この「必要な時だけ高速の蛇口をひねる」という使い方こそが、ギガを1MBも無駄にしない究極の節約術です。
用事が終わったら、再び蛇口を閉める(低速モードをオンにする)ことを忘れなければ、一番安いプランのままでも、実質的に「テキスト無制限+いざという時の高速通信数GB」という最強のハイブリッド回線を維持することができます。
低速モードよりも快適な「なっとくプラン(ライト)」という選択肢
もしあなたが「いちいちマイページを開いて高速・低速を切り替えるのが面倒くさい」「そもそも高速通信は全く使わず、連絡専用としてしか使わない」という場合は、LIBMOが提供している特殊なプランを検討してみてください。
最初から最大200kbps固定で使い放題になる格安プラン
LIBMOには、通常の3GBや8GBといったプランの他に、「なっとくプラン(ライト)」という非常に尖った料金プランが存在します。
このプランは、最初から「通信速度が最大200kbpsに固定されている」代わりに、どれだけ通信してもデータ容量の制限がなく、月額料金も音声通話付きで非常に安く(数百円台で)設定されているのが特徴です。
自分でスイッチを切り替える手間すら省き、「このスマホは低速・テキスト専用の連絡ツールだ」と完全に割り切って運用するのであれば、このなっとくプラン(ライト)はこれ以上ないほどランニングコストを抑えられる最適な選択肢となります。
メイン回線にトラブルが起きた際のデュアルSIM用(予備)としての活用
また、この低速無制限の特性は、仕事の通信環境における「強力な保険(予備回線)」としても機能します。
たとえば、メインの回線として楽天モバイルとUQモバイルはどっちがいい?などの記事を参考に高速なキャリアを契約しておき、もう一つのSIMスロットにこの「LIBMOの低速無制限プラン」を入れておくデュアルSIM運用です。

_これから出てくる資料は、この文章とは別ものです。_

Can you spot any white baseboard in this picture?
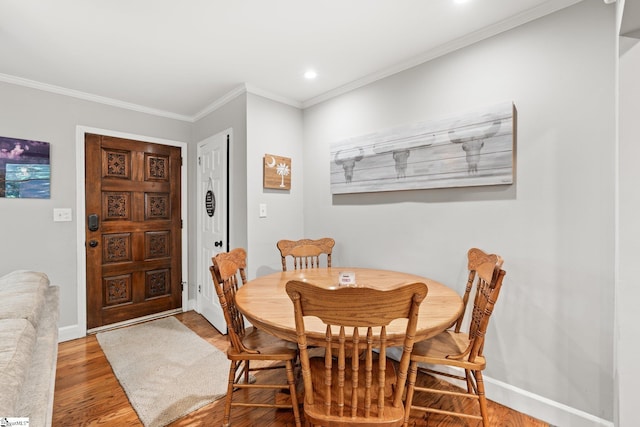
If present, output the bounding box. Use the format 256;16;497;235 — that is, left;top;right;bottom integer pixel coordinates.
483;376;614;427
58;325;85;342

万が一、メイン回線で大規模な通信障害が起きて圏外になってしまった場合でも、すぐに予備のLIBMO回線に切り替えれば、少なくとも「テキストでの業務連絡(LINEやメール)」と「音声通話」は確保することができます。ビジネスにおける「連絡が完全に途絶えるリスク」を月数百円で回避できると考えれば、非常に安い投資と言えます。
まとめ:低速モードの特性を理解して、ギガ不足の不安から解放されよう
今回は、LIBMOの低速モード(最大200kbps)の仕組みと切り替え手順、そして実測レビューと賢い運用術について解説しました。

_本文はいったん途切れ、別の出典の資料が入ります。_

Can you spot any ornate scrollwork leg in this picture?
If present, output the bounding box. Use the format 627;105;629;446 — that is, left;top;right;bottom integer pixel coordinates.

- 低速モード(最大200kbps)に切り替えると、データ容量が一切減らなくなる(無制限)
- 切り替えはマイページからワンタップで、1日に何度でも即座にオン・オフ可能
- テキストメールやLINEのやり取り、IP電話であれば200kbpsでも十分実用的
- 普段は低速で待機し、重い作業の時だけ高速に戻すのが最強のギガ節約術
「ギガが足りないから高いプランに変える」という発想から抜け出し、「いかにギガを消費せずにやり過ごすか」というコントロール術を身につけることが、経費削減への近道です。
格安SIMのデメリットを知ろう!でもお伝えしている通り、提供されている機能をフル活用して、自分にとって一番心地よい(そして安い)ビジネス通信環境を作り上げてくださいね!